Downtown Loop – Runs clockwise through the main loop downtown, but does not go north to the Herald or south to Brickell
Omni Loop – runs from Omni Station in the north down to Government Center, runs counterclockwise through the downtown loop, then goes back up north through Bayside, past the Herald, and back to the Omni Station.
You can get a better idea of how these loops work by looking at this map.
You can transfer to any of the Metromover trains while inside the downtown loop. Which is pretty small. The Mover is great if you take the train into downtown and don’t want to have to walk through oppressive humidity or pouring rain, which are typically your 2 weather choices when walking through downtown Miami. And the best part about the metromover: It’s absolutely FREE! They used to charge a quarter, but I guess the county figured they were hassling us with change so much for the Metrorail they could spot us the twenty five cents.
The future of the Metrorail or the best half a cent we’ll ever spend
Back in 2002, Dade County voters overwhelmingly passed a half-cent increase in our sales tax to fund Metrorail expansion north up 27th Ave to Dolphin Stadium, and west to the Airport and Florida International University. Six years later guess how much track has been laid for that project? Yeah, we’re further along on colonizing Mars than we are in getting a train to the airport. And while that small spur, from downtown to MIA, appears to be the only part of the project that may actually, someday, maybe get built, don’t hold your breath. Something tells me this guide won’t be outdated for a long, long time.

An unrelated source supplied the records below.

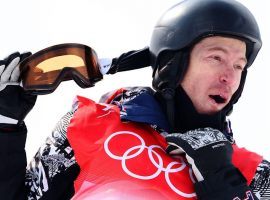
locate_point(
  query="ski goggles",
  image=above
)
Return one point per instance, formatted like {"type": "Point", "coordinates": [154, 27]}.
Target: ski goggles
{"type": "Point", "coordinates": [42, 72]}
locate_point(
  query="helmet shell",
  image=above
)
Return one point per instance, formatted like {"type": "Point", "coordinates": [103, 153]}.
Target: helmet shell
{"type": "Point", "coordinates": [191, 20]}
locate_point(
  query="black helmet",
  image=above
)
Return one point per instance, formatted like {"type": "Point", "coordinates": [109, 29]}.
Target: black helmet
{"type": "Point", "coordinates": [188, 22]}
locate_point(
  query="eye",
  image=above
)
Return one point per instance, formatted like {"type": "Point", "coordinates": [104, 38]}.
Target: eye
{"type": "Point", "coordinates": [239, 67]}
{"type": "Point", "coordinates": [217, 58]}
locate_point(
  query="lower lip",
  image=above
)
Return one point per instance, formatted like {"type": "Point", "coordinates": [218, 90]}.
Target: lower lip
{"type": "Point", "coordinates": [215, 103]}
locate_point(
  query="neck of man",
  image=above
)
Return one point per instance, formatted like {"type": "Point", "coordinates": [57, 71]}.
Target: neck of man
{"type": "Point", "coordinates": [187, 118]}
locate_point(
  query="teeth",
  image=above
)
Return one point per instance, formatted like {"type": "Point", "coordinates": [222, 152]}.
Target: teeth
{"type": "Point", "coordinates": [218, 98]}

But despite its limitations and massively-frustrating change machines, the Metrorail can be an economical and time saving alternative for any Miamian. If you get as enraged at traffic as you crawl along US-1 as I do, and want to figure out a way to not have to do it again, look up at that mysterious cement track over your head. Tough you may have previously thought of it as a large piece of useless scenery, it just may me you salvation. In an era of $4-a-gallon gas, why not give the Metrorail a try? Just make sure you never go north of Culmer.